Morant insiste en defender su condición de "candidata ministra", a pesar de que la etiqueta comienza a pasarle factura. El PP se ha apresurado a hurgar en la herida convencido de que el talón de Aquiles de Morant ya no es solo su condición de ministra "sanchista", con todo lo que ello implica en términos de desgaste para su figura los casos de corrupción que cada día lastran la imagen del Gobierno de Pedro Sánchez y el PSOE. El PP, que ha explotado hasta la saciedad la vinculación de Morant con el ex ministro José Luis Ábalos y con el ex presidente José Luis Rodríguez Zapatero, pone ahora el foco precisamente en la que se considera la otra gran debilidad de Morant: su identificación con una candidata valenciana "a tiempo parcial".

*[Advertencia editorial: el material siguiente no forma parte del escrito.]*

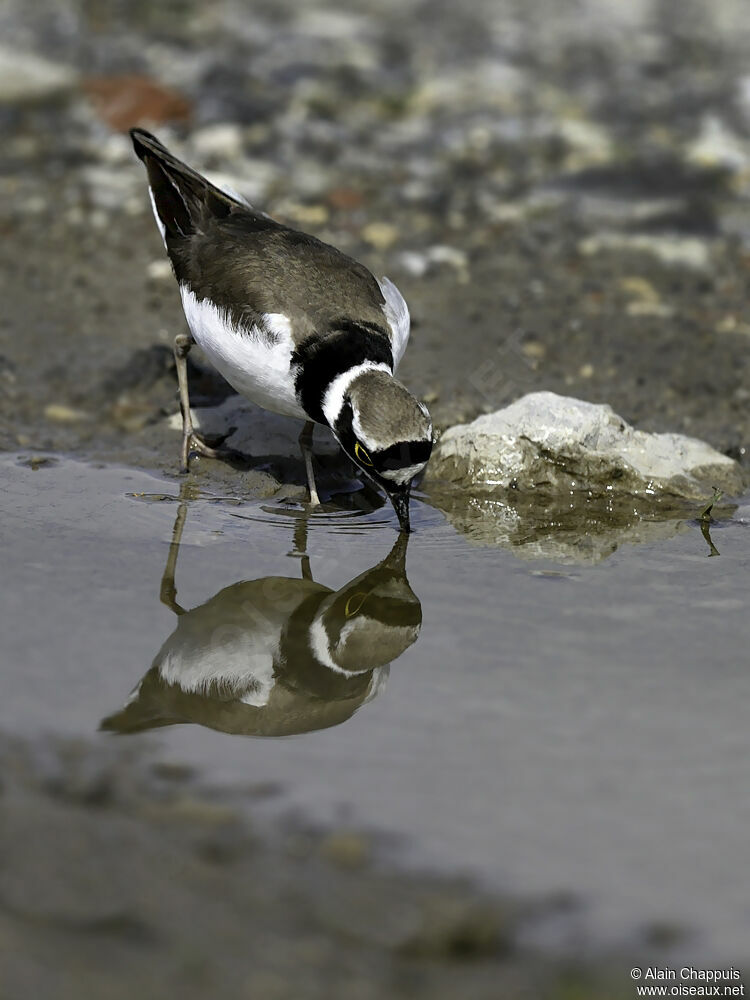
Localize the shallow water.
[0,455,750,965]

Y, de hecho, en una entrevista en Levante-EMV, Morant avanzaba que su renuncia al Ministerio no la marcará la convocatoria electoral. "Habrá un momento en que vendré a dedicarme [a la Comunidad Valenciana] al 100%", afirmaba. Aunque, de nuevo, sin poner fecha.
Llorca, que sigue esperando la confirmación por parte de Génova de que será el candidato del PP a la Generalitat, no desaprovechó la ocasión de pagar a Morant con su misma moneda. Si la ministra llegó a mofarse porque Llorca "no consigue que Feijóo le haga caso", el presidente de la Generalitat metió el dedo en la llaga. "Si [Morant] todavía tiene que decidir cuándo la Comunidad Valenciana será su prioridad, el problema es evidente: todavía no lo es", afirmó el también presidente del PP valenciano, que añadió: "Para mí siempre lo ha sido. Me dedico en exclusiva a trabajar por esta tierra. Otros no pueden decir lo mismo".
Fuentes socialistas lamentaron que el PP hubiese logrado situar el debate en la disyuntiva de si Morant debe o no acelerar su marcha del Ministerio. Hasta el punto de que el secretario de Organización del PSPV, Vicent Mascarell, tuvo que salir a recordar -o a aclarar- que "la Comunidad Valenciana ya es su máxima prioridad".
Lo cierto es que sobre Morant pesa el batacazo electoral de quienes fueron antes candidatas y ministras, María Jesús Montero en Andalucía y Pilar Alegría en Aragón. En palabras de la propia Morant, "hablamos de circunstancias distintas y territorios diferentes". De hecho, la dirigente valenciana busca ahuyentar el mensaje derrotista con la idea de que la Comunidad Valenciana es seguramente uno de los pocos territorios -si no el único- donde un cambio político no sería una hipótesis descabellada.
Según el PSPV -y comparte Ferraz-, la delicada situación que atravesó el PP valenciano a raíz de la dana puede allanar el camino de los socialistas a la Generalitat, teniendo en cuenta además que a su izquierda Compromís está fuerte. Compromís, de hecho, es un factor diferencial respecto a otros territorios, donde la suma de las izquierdas alternativas al PSOE no está clara o carece de un referente consolidado. El PP, sin embargo, mantiene que, pese a todo, las encuestas siguen dibujando una mayoría de derechas en la Comunidad Valenciana.